Scorers Reference
130+ scorers across 34 modules for detecting jailbreaks, data leakage, tool abuse, reasoning attacks, and compliance violations.
Scorers evaluate attack outcomes - did the target jailbreak? Did it leak PII? Did an agent execute a poisoned tool? Every attack uses scorers automatically, and you can compose custom scoring pipelines for specialized detection.
Agentic workflow (15 scorers)
Section titled “Agentic workflow (15 scorers)”Module: dreadnode.scorers.agentic_workflow
Detect attacks against agent workflow orchestration.

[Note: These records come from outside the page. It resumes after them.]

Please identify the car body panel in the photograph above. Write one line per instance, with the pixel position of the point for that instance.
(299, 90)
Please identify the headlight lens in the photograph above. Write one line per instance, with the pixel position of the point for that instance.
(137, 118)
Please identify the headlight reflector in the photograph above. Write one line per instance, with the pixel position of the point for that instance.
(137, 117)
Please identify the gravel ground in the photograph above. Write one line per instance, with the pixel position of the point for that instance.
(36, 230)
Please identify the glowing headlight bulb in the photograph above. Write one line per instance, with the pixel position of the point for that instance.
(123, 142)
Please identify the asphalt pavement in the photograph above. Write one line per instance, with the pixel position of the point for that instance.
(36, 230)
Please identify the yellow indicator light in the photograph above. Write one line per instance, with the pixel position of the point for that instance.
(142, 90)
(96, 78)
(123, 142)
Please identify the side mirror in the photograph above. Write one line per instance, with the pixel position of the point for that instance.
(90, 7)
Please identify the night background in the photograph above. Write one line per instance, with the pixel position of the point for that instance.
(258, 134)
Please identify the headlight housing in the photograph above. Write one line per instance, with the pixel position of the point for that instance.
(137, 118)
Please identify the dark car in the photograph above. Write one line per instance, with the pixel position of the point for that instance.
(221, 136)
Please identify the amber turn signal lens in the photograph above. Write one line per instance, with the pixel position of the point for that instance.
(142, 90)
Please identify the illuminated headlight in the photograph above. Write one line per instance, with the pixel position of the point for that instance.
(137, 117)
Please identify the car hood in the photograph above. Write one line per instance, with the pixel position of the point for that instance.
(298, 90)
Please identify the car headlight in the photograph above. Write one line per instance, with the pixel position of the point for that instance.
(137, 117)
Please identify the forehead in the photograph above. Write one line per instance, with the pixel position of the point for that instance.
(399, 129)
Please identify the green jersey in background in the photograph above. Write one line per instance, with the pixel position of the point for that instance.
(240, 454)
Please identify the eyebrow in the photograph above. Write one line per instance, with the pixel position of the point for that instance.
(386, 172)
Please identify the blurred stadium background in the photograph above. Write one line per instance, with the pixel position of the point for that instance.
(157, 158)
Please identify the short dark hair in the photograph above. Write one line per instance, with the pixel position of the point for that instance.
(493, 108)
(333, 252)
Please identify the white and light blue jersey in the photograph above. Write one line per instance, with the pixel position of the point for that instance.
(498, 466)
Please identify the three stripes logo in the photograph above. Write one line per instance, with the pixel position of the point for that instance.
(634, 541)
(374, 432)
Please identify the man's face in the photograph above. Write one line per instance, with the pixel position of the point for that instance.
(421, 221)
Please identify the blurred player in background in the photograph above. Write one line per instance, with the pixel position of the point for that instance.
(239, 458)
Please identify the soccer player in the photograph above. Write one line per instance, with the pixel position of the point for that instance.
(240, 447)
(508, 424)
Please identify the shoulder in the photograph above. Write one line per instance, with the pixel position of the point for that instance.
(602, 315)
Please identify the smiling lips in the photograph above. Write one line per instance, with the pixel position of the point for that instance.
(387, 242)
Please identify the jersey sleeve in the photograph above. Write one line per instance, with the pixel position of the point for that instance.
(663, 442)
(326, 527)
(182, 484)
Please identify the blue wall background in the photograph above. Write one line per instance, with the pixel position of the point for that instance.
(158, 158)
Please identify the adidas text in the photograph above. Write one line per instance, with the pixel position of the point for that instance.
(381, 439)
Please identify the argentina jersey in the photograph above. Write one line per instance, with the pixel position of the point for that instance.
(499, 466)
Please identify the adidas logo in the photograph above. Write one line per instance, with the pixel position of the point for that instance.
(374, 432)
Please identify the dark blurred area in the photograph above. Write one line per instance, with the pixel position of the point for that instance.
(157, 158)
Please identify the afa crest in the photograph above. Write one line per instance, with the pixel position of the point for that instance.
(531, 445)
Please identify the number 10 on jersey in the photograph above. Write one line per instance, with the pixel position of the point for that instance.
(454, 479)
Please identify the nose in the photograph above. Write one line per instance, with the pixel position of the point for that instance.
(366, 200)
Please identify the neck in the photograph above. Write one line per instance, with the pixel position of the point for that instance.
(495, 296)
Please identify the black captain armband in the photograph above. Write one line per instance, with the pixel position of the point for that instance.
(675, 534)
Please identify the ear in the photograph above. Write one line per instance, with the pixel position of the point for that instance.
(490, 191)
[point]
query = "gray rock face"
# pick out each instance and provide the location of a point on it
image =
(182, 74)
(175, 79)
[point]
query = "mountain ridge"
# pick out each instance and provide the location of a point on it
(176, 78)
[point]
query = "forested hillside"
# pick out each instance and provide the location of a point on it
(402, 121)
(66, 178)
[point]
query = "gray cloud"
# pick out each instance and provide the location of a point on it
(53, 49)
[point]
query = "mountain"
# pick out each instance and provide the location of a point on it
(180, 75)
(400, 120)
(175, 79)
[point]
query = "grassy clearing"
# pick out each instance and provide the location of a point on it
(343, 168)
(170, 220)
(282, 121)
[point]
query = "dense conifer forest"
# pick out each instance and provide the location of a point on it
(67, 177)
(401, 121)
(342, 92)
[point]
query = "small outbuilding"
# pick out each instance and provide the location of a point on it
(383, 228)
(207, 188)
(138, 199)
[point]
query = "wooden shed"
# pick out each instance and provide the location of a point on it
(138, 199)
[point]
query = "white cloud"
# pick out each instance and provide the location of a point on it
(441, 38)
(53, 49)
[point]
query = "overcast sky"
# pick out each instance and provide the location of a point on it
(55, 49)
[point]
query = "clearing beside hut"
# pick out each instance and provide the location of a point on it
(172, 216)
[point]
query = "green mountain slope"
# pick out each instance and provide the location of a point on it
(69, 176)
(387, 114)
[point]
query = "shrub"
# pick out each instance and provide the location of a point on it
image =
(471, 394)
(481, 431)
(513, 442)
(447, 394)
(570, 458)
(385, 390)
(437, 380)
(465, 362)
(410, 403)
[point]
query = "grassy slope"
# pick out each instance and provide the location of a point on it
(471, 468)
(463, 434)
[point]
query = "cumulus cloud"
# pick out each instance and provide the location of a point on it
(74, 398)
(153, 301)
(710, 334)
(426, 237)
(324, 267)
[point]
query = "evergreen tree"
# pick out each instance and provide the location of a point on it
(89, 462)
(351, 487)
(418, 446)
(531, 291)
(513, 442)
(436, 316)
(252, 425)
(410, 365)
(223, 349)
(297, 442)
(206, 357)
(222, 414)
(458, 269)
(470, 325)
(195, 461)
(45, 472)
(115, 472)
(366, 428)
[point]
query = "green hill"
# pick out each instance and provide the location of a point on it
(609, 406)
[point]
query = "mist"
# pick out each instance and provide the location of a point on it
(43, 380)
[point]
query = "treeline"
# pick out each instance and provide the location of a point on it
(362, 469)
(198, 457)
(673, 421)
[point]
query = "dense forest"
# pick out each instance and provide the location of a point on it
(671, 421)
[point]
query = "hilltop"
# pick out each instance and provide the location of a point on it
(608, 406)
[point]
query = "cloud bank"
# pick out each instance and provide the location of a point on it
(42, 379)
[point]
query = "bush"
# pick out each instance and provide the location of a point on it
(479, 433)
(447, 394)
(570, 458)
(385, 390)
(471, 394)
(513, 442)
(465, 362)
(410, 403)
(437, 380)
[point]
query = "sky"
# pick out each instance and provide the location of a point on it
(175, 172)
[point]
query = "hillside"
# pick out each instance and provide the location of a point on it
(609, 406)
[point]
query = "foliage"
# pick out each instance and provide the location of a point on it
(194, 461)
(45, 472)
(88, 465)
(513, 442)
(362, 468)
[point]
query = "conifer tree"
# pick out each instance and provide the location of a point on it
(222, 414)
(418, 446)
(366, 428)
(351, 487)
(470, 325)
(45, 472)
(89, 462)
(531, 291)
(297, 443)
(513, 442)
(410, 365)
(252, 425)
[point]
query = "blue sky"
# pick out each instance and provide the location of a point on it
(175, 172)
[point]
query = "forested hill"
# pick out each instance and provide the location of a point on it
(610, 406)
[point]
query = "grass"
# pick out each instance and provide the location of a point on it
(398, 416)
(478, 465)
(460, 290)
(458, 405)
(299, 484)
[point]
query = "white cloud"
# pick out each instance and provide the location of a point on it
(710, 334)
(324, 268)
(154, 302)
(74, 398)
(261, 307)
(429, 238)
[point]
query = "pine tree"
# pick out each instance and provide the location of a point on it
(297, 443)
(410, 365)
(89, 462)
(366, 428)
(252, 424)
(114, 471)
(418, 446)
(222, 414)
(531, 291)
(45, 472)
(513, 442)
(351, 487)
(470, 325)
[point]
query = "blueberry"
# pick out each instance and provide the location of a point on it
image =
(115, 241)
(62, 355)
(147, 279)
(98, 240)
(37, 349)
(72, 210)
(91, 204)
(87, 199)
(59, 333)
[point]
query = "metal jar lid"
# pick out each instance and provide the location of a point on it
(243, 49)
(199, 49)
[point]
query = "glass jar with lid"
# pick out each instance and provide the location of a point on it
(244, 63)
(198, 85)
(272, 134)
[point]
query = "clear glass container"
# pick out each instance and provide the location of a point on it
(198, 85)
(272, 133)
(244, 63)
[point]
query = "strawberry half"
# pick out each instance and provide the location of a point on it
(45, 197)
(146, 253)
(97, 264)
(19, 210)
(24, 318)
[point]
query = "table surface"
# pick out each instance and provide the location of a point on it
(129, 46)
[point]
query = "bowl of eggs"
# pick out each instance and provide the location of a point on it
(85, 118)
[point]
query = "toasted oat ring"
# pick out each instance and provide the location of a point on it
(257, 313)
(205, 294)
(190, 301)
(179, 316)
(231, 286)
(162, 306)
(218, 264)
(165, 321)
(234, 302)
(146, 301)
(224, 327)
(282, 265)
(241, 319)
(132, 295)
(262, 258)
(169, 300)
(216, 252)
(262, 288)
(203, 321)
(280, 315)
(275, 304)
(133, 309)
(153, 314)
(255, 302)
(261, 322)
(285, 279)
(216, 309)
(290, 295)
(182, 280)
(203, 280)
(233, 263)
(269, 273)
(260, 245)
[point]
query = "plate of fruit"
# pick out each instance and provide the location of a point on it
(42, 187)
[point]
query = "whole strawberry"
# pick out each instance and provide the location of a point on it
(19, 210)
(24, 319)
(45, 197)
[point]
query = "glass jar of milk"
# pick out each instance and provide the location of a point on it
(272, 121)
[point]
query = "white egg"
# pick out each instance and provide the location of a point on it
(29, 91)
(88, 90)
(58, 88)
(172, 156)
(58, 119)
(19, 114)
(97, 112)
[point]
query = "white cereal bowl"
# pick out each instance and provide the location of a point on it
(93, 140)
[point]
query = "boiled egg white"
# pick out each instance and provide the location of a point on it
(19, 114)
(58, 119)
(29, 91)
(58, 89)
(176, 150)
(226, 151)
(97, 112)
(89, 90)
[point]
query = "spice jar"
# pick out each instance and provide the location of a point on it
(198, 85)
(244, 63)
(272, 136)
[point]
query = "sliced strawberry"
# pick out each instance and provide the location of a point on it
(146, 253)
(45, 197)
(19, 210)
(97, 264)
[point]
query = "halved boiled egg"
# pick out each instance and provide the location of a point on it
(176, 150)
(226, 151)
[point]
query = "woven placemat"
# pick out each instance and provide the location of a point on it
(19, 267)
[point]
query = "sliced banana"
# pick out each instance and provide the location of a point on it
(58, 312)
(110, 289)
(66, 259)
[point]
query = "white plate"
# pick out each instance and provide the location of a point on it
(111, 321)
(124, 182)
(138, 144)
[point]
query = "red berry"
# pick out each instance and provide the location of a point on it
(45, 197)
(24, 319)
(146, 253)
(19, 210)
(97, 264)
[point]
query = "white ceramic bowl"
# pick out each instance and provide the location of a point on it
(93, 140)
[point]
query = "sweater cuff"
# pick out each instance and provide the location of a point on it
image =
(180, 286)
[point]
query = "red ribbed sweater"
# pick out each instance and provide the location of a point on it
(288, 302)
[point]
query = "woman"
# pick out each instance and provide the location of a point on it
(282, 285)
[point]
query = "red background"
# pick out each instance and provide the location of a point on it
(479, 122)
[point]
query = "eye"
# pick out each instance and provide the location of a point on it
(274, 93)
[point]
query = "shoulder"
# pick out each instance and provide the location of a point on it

| Scorer | What it detects |
|---|---|
phase_bypass_detected | Attempts to bypass phase transition approval |
phase_downgrade_detected | Downgrade from post-exploitation to exploitation |
tool_restriction_bypass_detected | Bypass of tool access restrictions |
sql_injection_via_nlp_detected | SQL injection through NLP processing |
cypher_injection_detected | Graph database query injection |
malformed_json_injection_detected | Malformed JSON injection |
mode_confusion_detected | Mode confusion attacks |
intent_manipulation_detected | Intent manipulation in workflows |
success_indicator_spoofing_detected | Spoofing of success indicators |
todo_list_manipulation_detected | Manipulation of task lists |
tool_priority_manipulation_detected | Tool priority/ordering manipulation |
session_state_poisoning_detected | Session state poisoning |
wordlist_exhaustion_detected | Wordlist exhaustion attacks |
workflow_disruption_detected | Disruption of workflow execution |
agentic_workflow_attack | Generic agentic workflow attack detector |
Agent security (9 scorers)
Section titled “Agent security (9 scorers)”Module: dreadnode.scorers.agent_security
Detect attacks against agent infrastructure and identity.
| Scorer | What it detects |
|---|---|
agent_identity_leaked | Leakage of agent identity and configuration |
skill_integrity_compromised | Compromised skill package integrity |
agent_config_tampered | Tampering with agent configuration |
heartbeat_manipulation | Manipulation of agent heartbeat mechanisms |
bootstrap_hook_injected | Injected bootstrap hooks in agent startup |
skill_supply_chain_attack | Skill supply chain attack indicators |
memory_injection_detected | False memory injection |
permission_escalation_detected | Permission escalation attempts |
workspace_poisoning_detected | Workspace file poisoning |
Agentic tool use (9 scorers)
Section titled “Agentic tool use (9 scorers)”Module: dreadnode.scorers.agentic
Score agent tool usage for safety and manipulation detection.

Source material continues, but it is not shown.